C’est évidemment du même tonneau pour le Mercosur qui, en plus, va accélérer la destruction de la forêt amazonienne et la chasse aux indigènes: nous verrons alors des élevages de 20 000 bœufs sur 20 000 hectares, nourris au soja transgénique, lutter avec l’exploitation moyenne française de 80 bêtes ! Ricardo n’avait pas pensé à de tels écarts de productivité et à la mobilité du capital, ce qui va tuer l’agriculture française de qualité. Du reste, c’était déjà bien entamé en Europe car elle est passée à la 3ème place derrière la teutonne (un tiers de superficie en moins mais des travailleurs détachés en plus) et la batave. A bas le bon aloyau (et services) et les frites, vive le wienner schnitzel mit kartofeln.
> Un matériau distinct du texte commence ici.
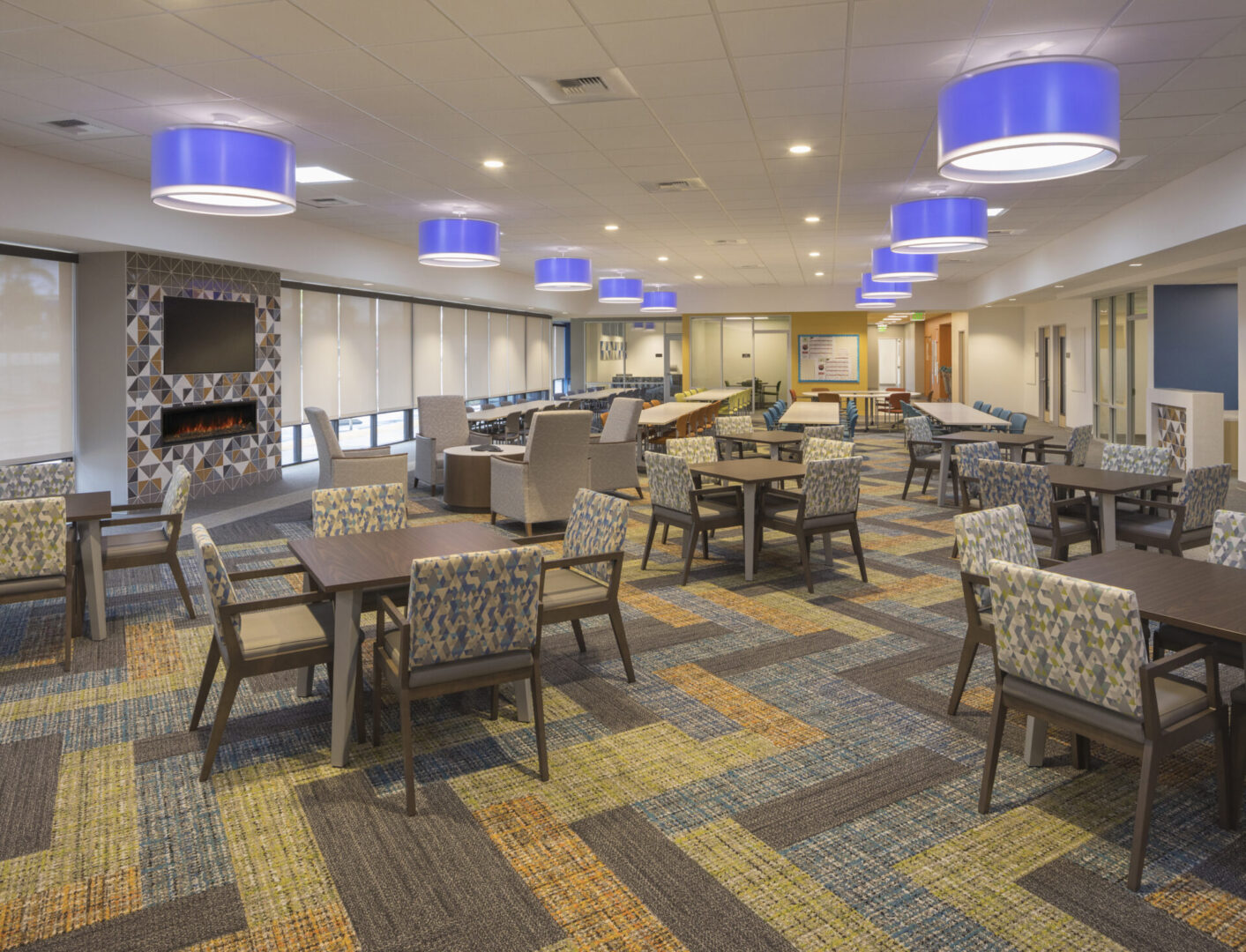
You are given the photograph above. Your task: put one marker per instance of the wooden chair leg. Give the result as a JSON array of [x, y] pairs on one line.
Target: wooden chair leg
[[218, 725]]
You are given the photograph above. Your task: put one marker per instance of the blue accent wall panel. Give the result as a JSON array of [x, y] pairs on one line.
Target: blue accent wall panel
[[1197, 338]]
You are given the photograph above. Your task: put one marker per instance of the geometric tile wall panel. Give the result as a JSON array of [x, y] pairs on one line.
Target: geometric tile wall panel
[[1170, 422], [216, 465]]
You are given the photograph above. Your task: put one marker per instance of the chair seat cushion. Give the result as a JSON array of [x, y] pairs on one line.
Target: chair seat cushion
[[287, 629], [129, 545], [1175, 701]]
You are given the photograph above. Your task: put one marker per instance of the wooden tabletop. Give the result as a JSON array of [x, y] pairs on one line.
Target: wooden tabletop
[[1083, 478], [85, 506], [1186, 592], [755, 470], [377, 560]]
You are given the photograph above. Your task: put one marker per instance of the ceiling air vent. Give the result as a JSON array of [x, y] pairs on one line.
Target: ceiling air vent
[[562, 91]]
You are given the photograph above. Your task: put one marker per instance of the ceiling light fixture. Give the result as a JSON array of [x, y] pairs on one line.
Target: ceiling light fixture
[[222, 169], [1029, 120]]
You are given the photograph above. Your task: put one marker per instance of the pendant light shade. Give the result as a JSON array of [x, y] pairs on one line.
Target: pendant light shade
[[892, 265], [1029, 120], [660, 301], [459, 243], [619, 291], [938, 226], [877, 289], [872, 303], [222, 169], [564, 274]]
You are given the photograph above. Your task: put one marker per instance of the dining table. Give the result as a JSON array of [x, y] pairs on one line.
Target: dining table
[[750, 473], [347, 566]]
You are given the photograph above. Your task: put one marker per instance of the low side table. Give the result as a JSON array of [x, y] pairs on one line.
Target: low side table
[[467, 480]]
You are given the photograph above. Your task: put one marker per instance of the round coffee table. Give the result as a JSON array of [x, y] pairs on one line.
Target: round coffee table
[[467, 482]]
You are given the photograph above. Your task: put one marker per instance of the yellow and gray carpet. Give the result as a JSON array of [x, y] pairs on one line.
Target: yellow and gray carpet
[[780, 775]]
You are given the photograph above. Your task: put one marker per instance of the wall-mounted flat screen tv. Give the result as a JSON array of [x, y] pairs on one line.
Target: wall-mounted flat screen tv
[[210, 337]]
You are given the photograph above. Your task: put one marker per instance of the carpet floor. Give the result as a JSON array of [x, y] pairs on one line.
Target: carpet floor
[[780, 775]]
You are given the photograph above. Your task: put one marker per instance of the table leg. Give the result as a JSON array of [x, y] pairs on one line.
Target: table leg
[[347, 606], [93, 565], [750, 505]]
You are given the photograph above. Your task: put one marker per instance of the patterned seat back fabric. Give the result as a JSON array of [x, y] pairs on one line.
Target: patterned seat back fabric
[[832, 487], [597, 524], [1078, 445], [1228, 539], [669, 480], [32, 537], [817, 448], [968, 457], [1203, 491], [474, 605], [30, 480], [1140, 460], [1077, 637], [1017, 482], [358, 509], [694, 449]]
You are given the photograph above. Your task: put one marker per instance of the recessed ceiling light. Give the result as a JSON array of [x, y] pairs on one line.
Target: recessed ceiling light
[[313, 175]]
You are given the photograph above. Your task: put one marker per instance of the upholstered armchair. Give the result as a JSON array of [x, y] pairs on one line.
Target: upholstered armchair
[[352, 467], [1073, 653], [473, 621], [541, 487], [612, 451], [36, 559]]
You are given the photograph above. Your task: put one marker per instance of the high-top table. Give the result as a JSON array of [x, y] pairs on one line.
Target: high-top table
[[749, 473], [344, 566]]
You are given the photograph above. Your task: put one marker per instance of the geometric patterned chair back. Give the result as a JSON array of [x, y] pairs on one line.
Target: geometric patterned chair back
[[30, 480], [1228, 539], [817, 448], [669, 480], [474, 605], [1203, 491], [597, 524], [1077, 637], [32, 537], [1028, 487], [970, 454], [832, 485], [358, 509], [1139, 460], [694, 449]]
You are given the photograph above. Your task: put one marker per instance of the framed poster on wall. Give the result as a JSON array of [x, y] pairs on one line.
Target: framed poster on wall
[[829, 358]]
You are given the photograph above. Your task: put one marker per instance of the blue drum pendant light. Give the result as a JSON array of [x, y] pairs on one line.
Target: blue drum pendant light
[[938, 226], [892, 265], [1029, 120], [619, 291], [222, 169], [563, 274], [460, 243], [875, 289]]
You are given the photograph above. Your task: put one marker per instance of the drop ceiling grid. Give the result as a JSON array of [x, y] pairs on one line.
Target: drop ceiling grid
[[409, 96]]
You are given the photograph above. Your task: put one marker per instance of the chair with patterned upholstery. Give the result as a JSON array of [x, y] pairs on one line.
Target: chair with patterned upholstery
[[36, 560], [473, 621], [1073, 653], [676, 501], [256, 637], [1052, 523], [585, 582], [154, 546], [1182, 524], [32, 480], [826, 503], [925, 454]]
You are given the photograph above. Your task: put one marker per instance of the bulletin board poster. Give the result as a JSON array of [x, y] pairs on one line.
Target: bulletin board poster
[[829, 358]]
Il est donc patent que s’il y a une première action à mener contre la folie destructrice du SLC, c’est l’arrêt immédiat de tous les traités internationaux sans clauses écologiques drastiques. Qu’en pense M. Mac-Tron ? Une deuxième est de taxer énormément le fuel pour bateaux et d’interdire les pavillons de complaisance dans les ports français. Une 3ème est de taxer le fuel des réservoirs des camions étrangers entrant en France au même niveau que celui des routiers francaouis et de leur interdire les routes comme la nationale 10 qu’ils prennent pour éviter de payer les péages. Car figurez-vous que nos élites technocratiques n’ont pas vu que sur une carte de l’Europe la France était un lieu de passage idéal pour la circulation des marchandises ; d’où une 4ème mesure : obliger les camions à prendre le train (ferroutage), ce que fait la Suisse depuis longtemps. 5ème mesure : taxer les camions bien plus car un 40 tonnes use 10 000 fois plus la route qu’une auto. Et mesure hors classement : instaurer une taxe kilométrique sur les produits en fonction du kilométrage qu’ils parcourent. Vous me direz que c’est s’opposer à Bruxelles ; sans doute mais la France a les moyens de négocier : soit on modifie les traités, soit c’est la chaise vide et si cela ne marche toujours pas la menace du Frexit.